I w tej chwili ciężkiej tylu zawodów, gdy namyślał się jeszcze, dokąd zwrócić kroki tułacze,

nagle stara Europa zatrzęsła się od wrażenia, jakie na niej wywarł wybuch rewolucyi

amerykańskiej przeciw własnemu królowi angielskiemu skierowanej. Tam za Atlantykiem

wszystkie marzenia Roussa w czyn się oblekały!

W chwili gdy w Europie u szczytu swego był absolutyzm monarszy, kiedy luminarzami jej

byli tacy despoci jak Katarzyna II i Fryderyk II, odbierający hołdy od Woltera, Diderota,

encyklopedystów, despoci, którzy właśnie dopieroco dokonawszy pierwszego rozbioru Polski

udowodnili światu tym sukcesem, że ich system jest świetny, despoci, którzy samej Polsce,

narzucili »Radę nieustającą« i »ducha niewolniczego«, a w zamian otrzymywali uniżone

hołdy od polskich magnatów - w takiej chwili zrywał się w Ameryce rokosz przeciw

własnemu królowi angielskiemu, przeciw jego, jak głosili Amerykanie, »nieograniczonej

tyranii«. Oto w takich czasach Amerykanie »ośmielili się zwyciężać swych tyranów« jak

czytamy w książce później wydanej pod natchnieniem Kościuszki). Czy się dziwić, że Polacy

uwierzyli, że tam toczy się walka wogóle z wszelkim absolutyzmem, a więc i z absoutyzmem

Fryderyków) i Katarzyn, czy się dziwić, że tam popędził i wróg rosyjskiej tyranii Kazimierz

Pułaski, konfederat barski, a przed nim jeszcze pognał tam co żywo i sam Kościuszko!.)

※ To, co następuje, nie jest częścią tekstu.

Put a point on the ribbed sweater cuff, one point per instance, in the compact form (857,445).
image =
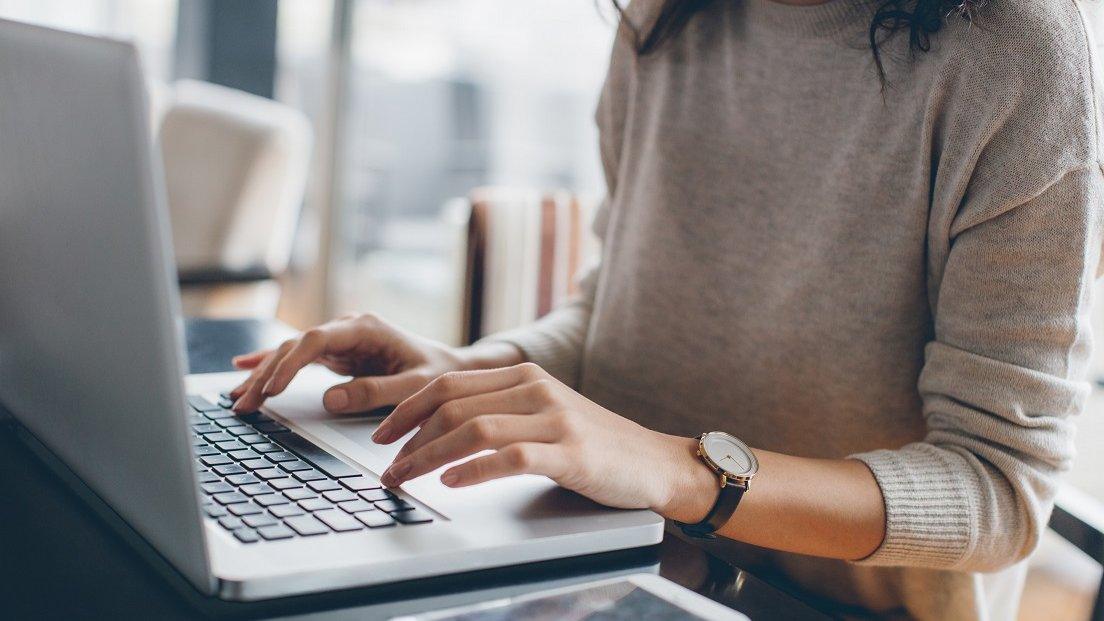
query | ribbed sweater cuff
(931,506)
(550,349)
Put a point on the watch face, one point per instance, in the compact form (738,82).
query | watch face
(732,455)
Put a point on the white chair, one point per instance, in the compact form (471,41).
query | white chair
(235,168)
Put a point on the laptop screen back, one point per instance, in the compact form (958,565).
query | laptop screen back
(91,360)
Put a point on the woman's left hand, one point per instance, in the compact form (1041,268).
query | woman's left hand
(537,425)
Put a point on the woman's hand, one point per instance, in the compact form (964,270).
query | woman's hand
(389,364)
(538,425)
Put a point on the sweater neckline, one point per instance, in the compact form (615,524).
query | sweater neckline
(828,19)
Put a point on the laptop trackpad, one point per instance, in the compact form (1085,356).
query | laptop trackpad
(349,437)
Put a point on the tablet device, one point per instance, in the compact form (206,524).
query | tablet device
(633,598)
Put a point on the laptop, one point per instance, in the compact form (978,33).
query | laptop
(279,502)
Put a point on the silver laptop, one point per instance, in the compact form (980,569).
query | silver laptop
(282,502)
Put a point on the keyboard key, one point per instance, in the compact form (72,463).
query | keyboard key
(215,460)
(324,485)
(286,511)
(266,448)
(244,508)
(377,495)
(315,504)
(306,525)
(256,488)
(230,522)
(357,506)
(201,404)
(285,483)
(202,451)
(282,456)
(276,532)
(362,483)
(258,520)
(269,473)
(243,455)
(230,497)
(374,518)
(339,520)
(218,487)
(256,464)
(254,418)
(246,536)
(413,516)
(393,506)
(339,495)
(271,427)
(299,494)
(242,479)
(269,500)
(322,461)
(307,475)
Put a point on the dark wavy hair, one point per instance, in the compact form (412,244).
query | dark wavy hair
(921,19)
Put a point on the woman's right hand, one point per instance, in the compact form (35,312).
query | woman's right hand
(388,364)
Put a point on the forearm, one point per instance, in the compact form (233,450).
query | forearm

Nie można zaprzeczyć, że w pobudkach Kościuszki odegrały tu rolę sympatye ogólnodemokratyczne,

ogólno-społeczne. Coś prawdy tkwi w słowach późniejszego zaufanego

Kościuszki, już cytowanego Pawlikowskiego, który zaprzecza, jakoby Kościuszko pojechał

do Ameryki z powodu nieszczęśliwej miłości do panny Sosnowskiej, a dowodzi, że to uczynił

dlatego, że sprawa uciśnionych podobała mu się«.)

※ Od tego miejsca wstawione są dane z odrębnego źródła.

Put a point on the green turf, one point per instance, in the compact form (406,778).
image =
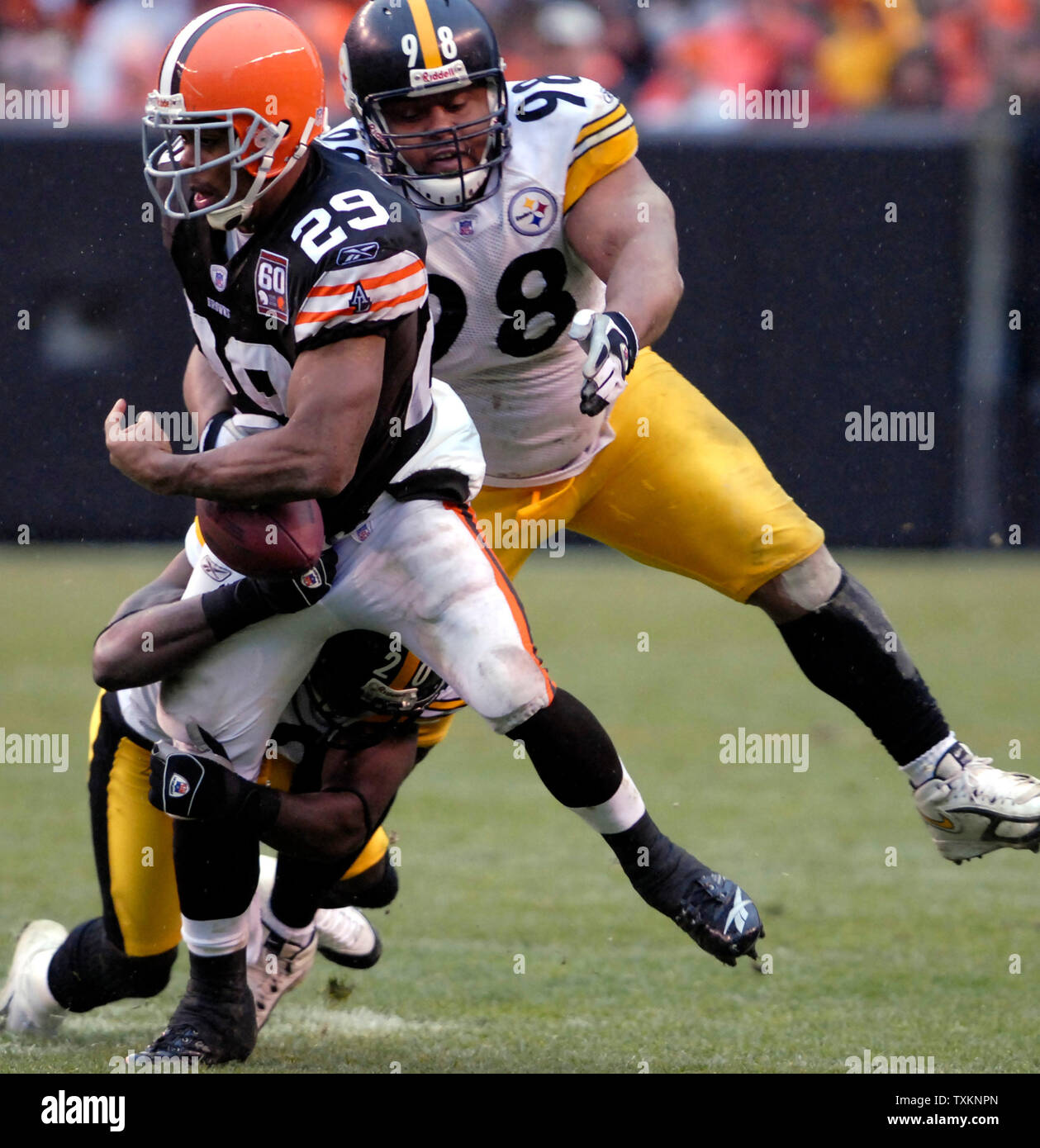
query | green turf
(904,960)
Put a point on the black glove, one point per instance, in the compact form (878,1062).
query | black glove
(232,608)
(192,785)
(610,344)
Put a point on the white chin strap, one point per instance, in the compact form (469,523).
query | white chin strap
(451,190)
(235,214)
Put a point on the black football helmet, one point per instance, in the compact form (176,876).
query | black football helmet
(361,673)
(423,47)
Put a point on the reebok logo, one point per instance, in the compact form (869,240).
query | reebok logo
(179,785)
(738,913)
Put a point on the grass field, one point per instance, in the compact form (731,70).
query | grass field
(912,959)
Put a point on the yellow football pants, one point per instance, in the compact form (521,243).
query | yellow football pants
(681,488)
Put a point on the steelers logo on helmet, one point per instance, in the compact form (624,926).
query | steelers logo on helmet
(412,50)
(361,673)
(240,97)
(533,211)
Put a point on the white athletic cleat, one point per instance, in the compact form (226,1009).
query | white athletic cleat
(280,965)
(26,1003)
(975,809)
(345,937)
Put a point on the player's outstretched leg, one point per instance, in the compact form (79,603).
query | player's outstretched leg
(293,929)
(579,765)
(344,935)
(216,868)
(26,1003)
(216,1018)
(848,648)
(55,973)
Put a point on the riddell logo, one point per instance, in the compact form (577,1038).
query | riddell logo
(423,77)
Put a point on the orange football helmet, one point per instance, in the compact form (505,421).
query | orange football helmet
(244,69)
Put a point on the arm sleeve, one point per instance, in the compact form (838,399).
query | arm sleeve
(606,138)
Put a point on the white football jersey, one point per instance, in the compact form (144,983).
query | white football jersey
(506,284)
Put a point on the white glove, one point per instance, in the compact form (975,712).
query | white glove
(610,341)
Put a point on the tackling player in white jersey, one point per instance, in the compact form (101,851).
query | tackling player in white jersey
(553,258)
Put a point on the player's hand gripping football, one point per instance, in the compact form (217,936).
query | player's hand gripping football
(137,449)
(286,594)
(248,600)
(610,344)
(189,785)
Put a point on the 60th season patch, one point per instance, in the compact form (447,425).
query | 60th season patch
(273,286)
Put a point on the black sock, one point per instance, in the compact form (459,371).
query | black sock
(300,888)
(88,970)
(221,976)
(572,752)
(217,865)
(843,649)
(373,889)
(648,856)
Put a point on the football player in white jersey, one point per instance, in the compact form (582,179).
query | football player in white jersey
(306,280)
(553,258)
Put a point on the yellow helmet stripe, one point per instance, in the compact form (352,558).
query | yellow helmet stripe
(426,34)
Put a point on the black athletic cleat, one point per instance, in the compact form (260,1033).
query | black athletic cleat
(715,912)
(214,1021)
(719,918)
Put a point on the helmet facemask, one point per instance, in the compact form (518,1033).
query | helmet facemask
(444,190)
(252,147)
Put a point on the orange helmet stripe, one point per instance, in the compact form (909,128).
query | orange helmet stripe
(177,55)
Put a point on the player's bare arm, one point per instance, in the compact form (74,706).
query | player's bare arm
(156,633)
(624,227)
(332,401)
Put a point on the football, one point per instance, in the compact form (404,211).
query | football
(257,541)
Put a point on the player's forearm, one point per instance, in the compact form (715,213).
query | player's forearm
(152,643)
(644,284)
(277,467)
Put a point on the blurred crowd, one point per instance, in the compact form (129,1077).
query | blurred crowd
(668,59)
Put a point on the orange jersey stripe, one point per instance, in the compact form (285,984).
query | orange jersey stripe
(306,317)
(391,277)
(509,592)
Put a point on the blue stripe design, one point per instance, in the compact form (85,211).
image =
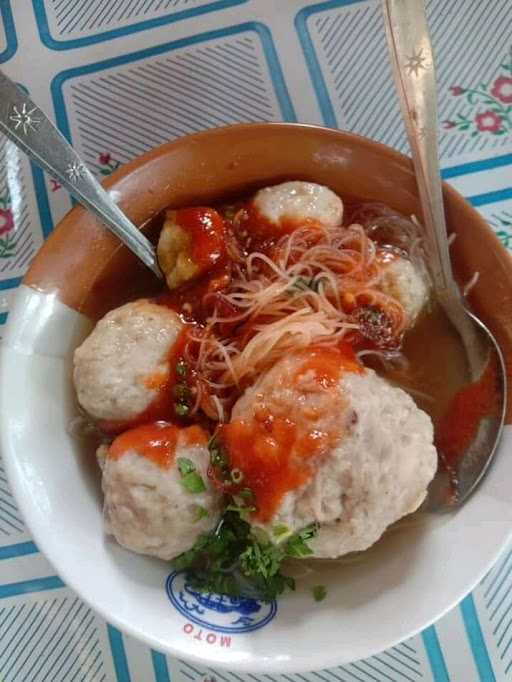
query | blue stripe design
(10,283)
(477,166)
(17,550)
(345,49)
(55,44)
(178,83)
(26,587)
(160,667)
(491,197)
(476,640)
(118,654)
(9,30)
(435,655)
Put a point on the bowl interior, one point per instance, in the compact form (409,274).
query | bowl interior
(412,576)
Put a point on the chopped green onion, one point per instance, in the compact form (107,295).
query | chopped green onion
(190,479)
(296,546)
(237,476)
(201,513)
(246,494)
(319,592)
(280,531)
(185,465)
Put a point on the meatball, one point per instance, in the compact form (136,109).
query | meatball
(404,281)
(148,508)
(299,202)
(342,449)
(192,241)
(120,366)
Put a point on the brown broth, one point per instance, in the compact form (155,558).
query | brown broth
(437,363)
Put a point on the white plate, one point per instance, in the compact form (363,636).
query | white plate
(411,578)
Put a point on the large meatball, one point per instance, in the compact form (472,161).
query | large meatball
(407,283)
(299,202)
(120,366)
(319,439)
(151,507)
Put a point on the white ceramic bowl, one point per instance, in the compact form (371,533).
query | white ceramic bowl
(409,579)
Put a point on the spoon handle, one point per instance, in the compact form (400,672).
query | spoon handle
(30,130)
(414,72)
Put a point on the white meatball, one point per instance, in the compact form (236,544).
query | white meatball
(408,284)
(147,508)
(378,460)
(118,368)
(298,201)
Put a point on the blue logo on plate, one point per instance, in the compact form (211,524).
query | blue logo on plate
(218,612)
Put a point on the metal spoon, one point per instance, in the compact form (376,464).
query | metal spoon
(413,66)
(28,127)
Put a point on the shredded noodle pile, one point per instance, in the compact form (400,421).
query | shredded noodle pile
(315,286)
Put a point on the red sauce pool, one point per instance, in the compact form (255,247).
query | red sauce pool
(163,405)
(157,442)
(275,452)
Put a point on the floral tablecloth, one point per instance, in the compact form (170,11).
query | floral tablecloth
(121,76)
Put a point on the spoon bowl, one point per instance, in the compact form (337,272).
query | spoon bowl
(412,59)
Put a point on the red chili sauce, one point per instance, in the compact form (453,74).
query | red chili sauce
(276,448)
(157,441)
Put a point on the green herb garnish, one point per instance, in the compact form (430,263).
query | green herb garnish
(245,494)
(237,476)
(319,592)
(280,531)
(237,560)
(190,479)
(297,544)
(201,513)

Tak jest, oddawna wszelki ucisk był mu obmierzły i dlatego pod hasłem Tymoleona pójdzie

walczyć przeciw tyranowi londyńskiemu). Wszyscy ludzie wzdychający za wolnością, a więc

pewnie Kościuszko pomyśleli sobie wówczas to, co Anglik Tomasz Paine napisał (1776) w

swej głośnej broszurze »Common Sens«:

»Dziś kiedy wolność jest wypędzona zewsząd i ścigana naokoło globu ziemskiego, kiedy

nawet Anglia odpycha ją precz od siebie, o wy Amerykanie dajcież przynajmniej gościnność

tej tułaczce i na czas przygotujcie asylum dla ludzkości«.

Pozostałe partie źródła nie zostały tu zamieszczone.